Here's the key takeaway:

Economists view [green industrial policies] as third- or fourth-best options for efficiency. But research in political science and law suggests that green industrial policy nurtures a political landscape of interests and coalitions that benefit from a transformation to low-carbon energy use—even when polluting industries might oppose it.

Targeted policies create the "political landscape of interests and coalitions" necessary to pass more ambitious policies like carbon pricing. With that in mind, the authors recommend a three-pronged strategy to policymakers.

The argument for strategic sequencing of climate policies

First, start with "targeted sector-specific policies," which concentrate benefits in a visible way. The very specificity that wonks hate is what gives green industrial policies their power. The benefits are easy to see and understand, unlike broader policies like carbon pricing, which are more abstract and less salient to normal voters.

Also, targeted policies can be linked with co-benefits that answer other policy concerns, thus opening up the space for coalition-building. (One example: reducing carbon pollution also tends to lower local pollutants like smog, which creates space for climate hawks to ally with health and social justice groups.) As long as political will for climate policy per se is limited, which it is likely to be for the foreseeable future, these coalitions will be important.

Second, "send direct, high-leverage policy signals rather than broad, shallow ones." Again, this is roughly the opposite of the economist's advice. But the weak, economy-wide signals economists support will tend to produce changes at the margin, within the paradigm established by status quo industries.

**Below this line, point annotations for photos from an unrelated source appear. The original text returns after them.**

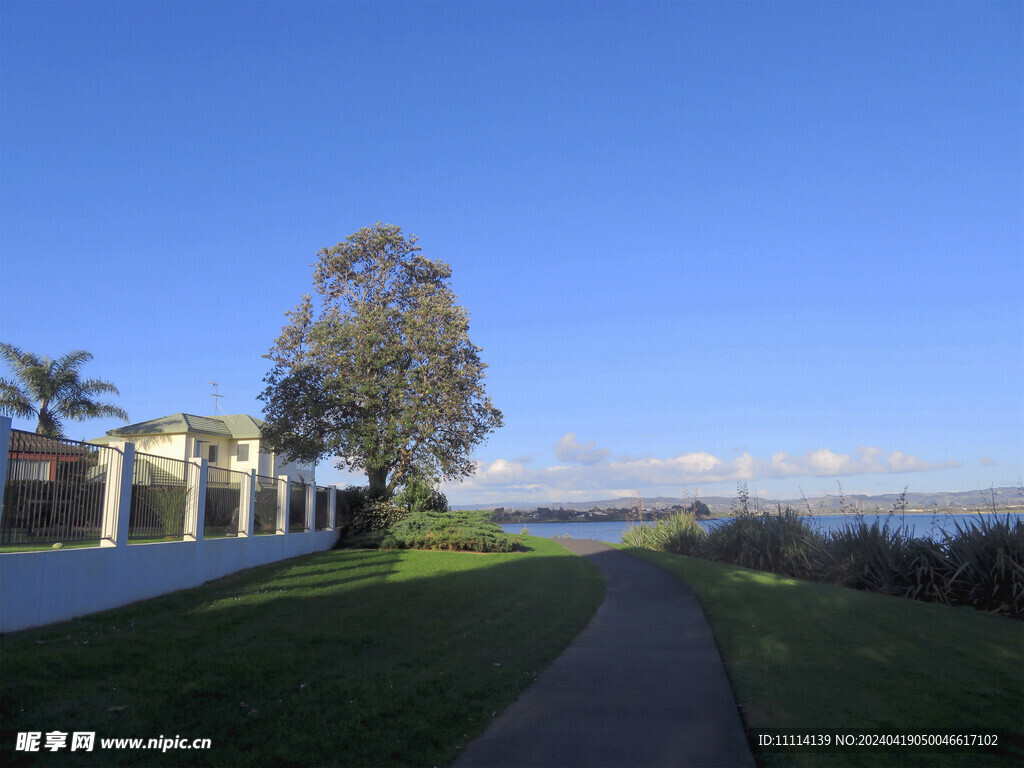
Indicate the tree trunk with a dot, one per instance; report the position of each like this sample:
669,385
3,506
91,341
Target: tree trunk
378,483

Serious political change requires more than that; it requires that the status quo be substantially disrupted. That in turn requires "concrete, meaningful changes in industry investment or structure" that can only be achieved with the strong, direct incentives created by green industrial policy.

Third, "sequence policies strategically." Done right, targeted policies can plant seeds that grow into political coalitions. Policymakers should be conscious about implementing laws and programs that grow those coalitions, with an eye toward eventually moving from targeted, specific policies to more general policies like carbon pricing.

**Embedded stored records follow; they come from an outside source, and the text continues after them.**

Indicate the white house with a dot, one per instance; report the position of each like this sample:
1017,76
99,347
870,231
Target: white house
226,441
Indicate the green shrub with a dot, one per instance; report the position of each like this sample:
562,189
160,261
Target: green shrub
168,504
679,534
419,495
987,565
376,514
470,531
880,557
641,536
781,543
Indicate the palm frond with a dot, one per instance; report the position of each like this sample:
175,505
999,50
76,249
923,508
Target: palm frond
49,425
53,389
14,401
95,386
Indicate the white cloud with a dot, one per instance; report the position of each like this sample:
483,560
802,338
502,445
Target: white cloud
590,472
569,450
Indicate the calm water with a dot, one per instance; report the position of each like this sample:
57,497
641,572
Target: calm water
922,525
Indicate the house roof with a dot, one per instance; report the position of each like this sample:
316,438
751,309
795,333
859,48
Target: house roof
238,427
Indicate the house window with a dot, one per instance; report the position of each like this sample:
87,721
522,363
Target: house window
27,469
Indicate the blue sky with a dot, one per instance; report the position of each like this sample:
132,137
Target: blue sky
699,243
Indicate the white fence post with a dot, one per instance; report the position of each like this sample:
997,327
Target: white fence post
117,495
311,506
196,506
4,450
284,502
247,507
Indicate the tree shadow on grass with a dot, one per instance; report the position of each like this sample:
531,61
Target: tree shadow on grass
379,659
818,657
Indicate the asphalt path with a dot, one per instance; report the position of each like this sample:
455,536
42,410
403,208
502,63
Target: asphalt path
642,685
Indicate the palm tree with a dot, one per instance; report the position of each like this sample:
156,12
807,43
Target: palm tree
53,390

Unfortunately, the authors don't say much about this strategic sequencing, other than to urge further research, to answer questions like these:

[W]hat type of policy sequences work in different types of political or energy systems? How can policy-makers avoid dead ends and maintain flexibility for adjusting policy measures? How can policy-makers best balance needs for politically salient and economically efficient policy interventions? When are policy-makers likely to retrench from decarbonization trajectories? How will opposing "brown" coalitions adapt over time to strategies based on these concepts?

Good questions! These are exactly the sort of inquiries I had in mind when I called for more attention to political economy among climate researchers.

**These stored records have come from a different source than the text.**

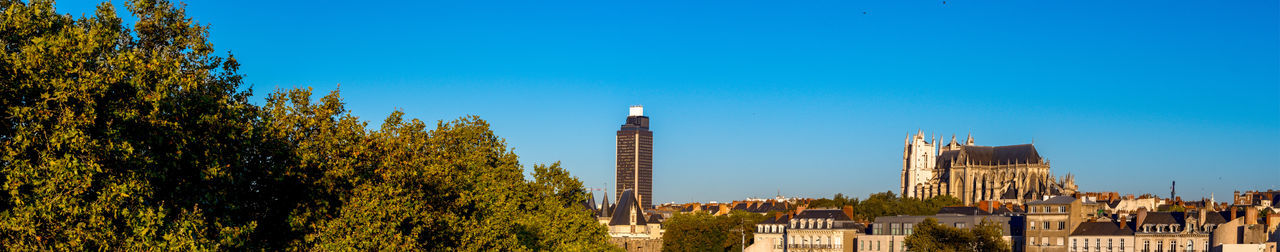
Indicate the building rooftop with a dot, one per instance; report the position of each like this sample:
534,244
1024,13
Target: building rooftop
1101,228
1056,200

German political constituents.

German political constituents.

Shutterstock

Real policy is still better than imaginary policy

On an economist's blackboard, carbon pricing is the most efficient policy, assuming it can be a) passed and b) raised to the right level.

It turns out, however, that those are heroic assumptions. Because its costs are concentrated and its benefits diffuse, carbon pricing is politically difficult. And it is not economically efficient if it takes 50 years to implement it and raise it high enough to work.

If targeted green industrial policy can help create political coalitions that support carbon pricing and get pricing implemented in, say, 10 years, then a portfolio of policies that begins with green industrial policy is more efficient. Real policy is better at reducing emissions than imaginary policy.

Thinking through policy this way — not just how many tons of carbon it reduces, but how much it helps build or grow political coalitions — is a much-needed shift in the climate community. Policy ideas are inert in the absence of political strategy.